I am using this Keras implementation:
Are you using pretrained weights? Which dataset have you used for pretraining?
Using resnet weights as the input_weights argument but not using pre-trained F-RCNN network if that makes sense?
I’d appreciate if you could clarify my understanding here - would it make sense to use a pre-trained F-RCNN network trained on the VOC dataset to apply to my problem? Would that mean using a pre-trained region proposal network AND a pre-trained convolutional network and does it make sense to logically separate the two? I believe currently I am using a pre-trained CNN and training the region proposal network but not 100% sure
BTW just realized I made a silly mistake in my annotation format, had
x1,x2,y1,y2 but supposed to be
x1,y1,x2,y2 - still re-training but hopefully that gives better results…
Yes, I think you have to use a pre-trained network because you don’t have enough images to train from scratch. However, your data is not very close to the VOC dataset so you should retrain parts of the model. The VOC dataset has only 20 classes  that aren’t very close to what you give as input. If you can find a pretrained network on , it could help.

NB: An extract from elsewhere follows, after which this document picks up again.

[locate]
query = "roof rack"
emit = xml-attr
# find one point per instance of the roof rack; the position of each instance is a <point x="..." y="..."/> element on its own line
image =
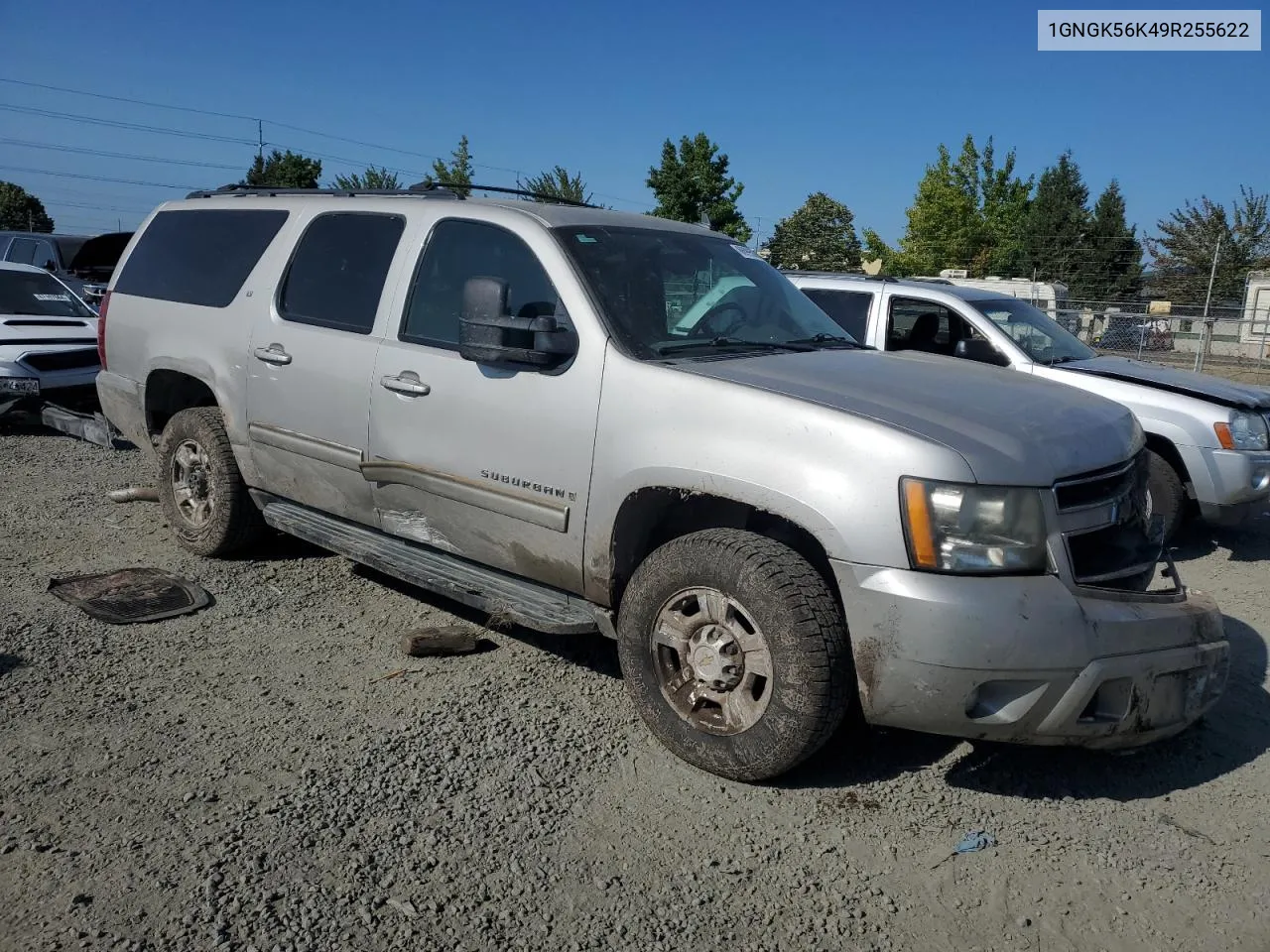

In Faster RCNN the first n layers are usually trained on imagenet. I did not check how it’s done in this implementation but it’s probably the case. On top of that you have the RPN and the object detector that are trained on VOC.
Hi, were you also able to lower the false positives . I am also working on my project, using tensorflow version of faster RCNN, though results are good, FPs show up. Any ideas to reduce them.
Yeah I’d suggest doing a second model that sort of filters the proposed object detected regions.
You could even show these to humans in a MTurk style queue. There are cases with asymmetrical payoffs where the cost of a false negative far outweighs the cost of a false positive, for example.